Systems Seminar

Cognitive Wireless Communication and Sensing in Time, Frequency, and Space

Akbar Sayeed
UW ECE Department

Abstract

Multipath signal propagation, a salient feature of wireless channels, results in detrimental signal fading and yet it is also a key source of diversity to combat fading and to increase the capacity and reliability of wireless communication systems. Technological advances in reconfigurable RF front-ends and antenna arrays are enabling new modes for sensing and adapting to multipath in time, frequency, and space. However, the current understanding of the design and fundamental performance limits of such cognitive wireless systems is still in its infancy. One emerging insight is that physical channels exhibit a sparse multipath structure as the dimension of the spatio-temporal signal space increases. I will present three examples of exploiting multipath sparsity with reconfigurable transceivers. First, I will discuss the impact of signaling duration and bandwidth on channel learning, capacity and reliability in the wideband/low-SNR regime.
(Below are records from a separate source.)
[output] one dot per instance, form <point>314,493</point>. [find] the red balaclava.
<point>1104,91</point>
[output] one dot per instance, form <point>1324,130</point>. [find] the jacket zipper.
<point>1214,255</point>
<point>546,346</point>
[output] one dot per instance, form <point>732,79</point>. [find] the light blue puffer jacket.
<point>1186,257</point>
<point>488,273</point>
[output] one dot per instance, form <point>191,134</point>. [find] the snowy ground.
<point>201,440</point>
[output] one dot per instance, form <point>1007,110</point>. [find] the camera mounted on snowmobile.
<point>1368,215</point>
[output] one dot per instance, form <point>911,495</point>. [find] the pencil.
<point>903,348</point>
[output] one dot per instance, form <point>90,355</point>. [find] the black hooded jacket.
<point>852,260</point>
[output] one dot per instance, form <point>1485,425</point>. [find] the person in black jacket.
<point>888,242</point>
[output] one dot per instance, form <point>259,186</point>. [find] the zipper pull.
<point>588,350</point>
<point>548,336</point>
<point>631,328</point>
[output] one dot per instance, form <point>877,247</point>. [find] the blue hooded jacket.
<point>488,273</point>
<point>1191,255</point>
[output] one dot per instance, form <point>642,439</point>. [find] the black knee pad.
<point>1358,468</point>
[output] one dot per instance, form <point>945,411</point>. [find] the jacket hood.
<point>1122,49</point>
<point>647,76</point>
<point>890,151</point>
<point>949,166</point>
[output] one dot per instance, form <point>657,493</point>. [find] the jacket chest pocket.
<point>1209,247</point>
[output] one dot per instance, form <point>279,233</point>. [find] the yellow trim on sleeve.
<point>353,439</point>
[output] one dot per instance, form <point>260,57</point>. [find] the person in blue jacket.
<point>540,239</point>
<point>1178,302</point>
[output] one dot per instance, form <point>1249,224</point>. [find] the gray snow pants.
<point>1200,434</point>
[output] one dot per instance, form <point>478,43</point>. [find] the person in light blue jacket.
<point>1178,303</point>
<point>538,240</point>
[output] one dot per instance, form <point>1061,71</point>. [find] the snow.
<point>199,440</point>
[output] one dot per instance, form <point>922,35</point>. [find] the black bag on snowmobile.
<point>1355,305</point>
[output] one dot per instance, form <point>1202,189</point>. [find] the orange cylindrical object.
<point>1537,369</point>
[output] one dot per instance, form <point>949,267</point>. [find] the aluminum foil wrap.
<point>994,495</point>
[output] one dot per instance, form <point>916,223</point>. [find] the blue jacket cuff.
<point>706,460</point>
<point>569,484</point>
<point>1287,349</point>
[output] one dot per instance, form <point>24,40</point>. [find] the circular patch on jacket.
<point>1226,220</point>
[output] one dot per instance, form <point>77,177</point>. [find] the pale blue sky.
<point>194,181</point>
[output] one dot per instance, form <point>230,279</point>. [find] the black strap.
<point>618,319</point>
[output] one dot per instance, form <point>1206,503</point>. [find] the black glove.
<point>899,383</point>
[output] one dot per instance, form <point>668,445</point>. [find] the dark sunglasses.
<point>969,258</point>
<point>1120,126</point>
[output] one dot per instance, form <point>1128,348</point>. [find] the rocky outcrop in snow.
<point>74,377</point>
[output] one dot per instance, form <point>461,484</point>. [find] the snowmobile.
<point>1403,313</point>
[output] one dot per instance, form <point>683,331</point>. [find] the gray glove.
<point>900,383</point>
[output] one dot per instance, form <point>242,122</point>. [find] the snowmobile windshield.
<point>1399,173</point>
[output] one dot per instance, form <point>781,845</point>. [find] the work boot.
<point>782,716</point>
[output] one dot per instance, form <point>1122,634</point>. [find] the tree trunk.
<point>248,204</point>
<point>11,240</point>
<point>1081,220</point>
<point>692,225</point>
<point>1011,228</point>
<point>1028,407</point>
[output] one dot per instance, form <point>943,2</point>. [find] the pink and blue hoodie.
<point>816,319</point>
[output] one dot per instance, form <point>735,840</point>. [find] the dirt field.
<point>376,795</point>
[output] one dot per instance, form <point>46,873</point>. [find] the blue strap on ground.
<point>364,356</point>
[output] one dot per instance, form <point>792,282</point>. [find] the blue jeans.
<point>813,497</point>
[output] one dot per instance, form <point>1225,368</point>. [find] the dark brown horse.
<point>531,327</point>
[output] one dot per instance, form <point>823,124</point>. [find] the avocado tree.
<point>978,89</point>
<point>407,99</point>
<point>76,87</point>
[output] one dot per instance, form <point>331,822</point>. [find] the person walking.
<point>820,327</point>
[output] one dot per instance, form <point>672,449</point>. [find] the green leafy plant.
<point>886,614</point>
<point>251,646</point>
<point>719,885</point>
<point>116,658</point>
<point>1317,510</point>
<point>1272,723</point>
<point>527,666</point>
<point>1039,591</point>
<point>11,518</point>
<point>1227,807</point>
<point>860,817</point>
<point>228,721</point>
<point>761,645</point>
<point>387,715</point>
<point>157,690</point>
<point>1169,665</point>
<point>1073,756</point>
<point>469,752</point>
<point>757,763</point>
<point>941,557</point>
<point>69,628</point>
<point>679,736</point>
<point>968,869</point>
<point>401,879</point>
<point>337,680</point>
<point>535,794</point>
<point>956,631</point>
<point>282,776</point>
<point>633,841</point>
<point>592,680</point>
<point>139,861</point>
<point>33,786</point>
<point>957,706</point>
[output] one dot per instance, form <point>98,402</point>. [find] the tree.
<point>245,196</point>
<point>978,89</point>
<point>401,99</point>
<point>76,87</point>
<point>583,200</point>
Second, I will discuss the adaptation of array configurations for maximizing capacity as a function of operating SNR. Finally, I will present results on a distributed communication architecture -- Active Wireless Sensing -- in which an access point equipped with an antenna array interrogates an ensemble of wireless sensor nodes with wideband space-time waveforms for rapid retrieval of sensor information.

Time and Place: Wed., Mar. 14, at 3:30 pm in 4610 Engr. Hall.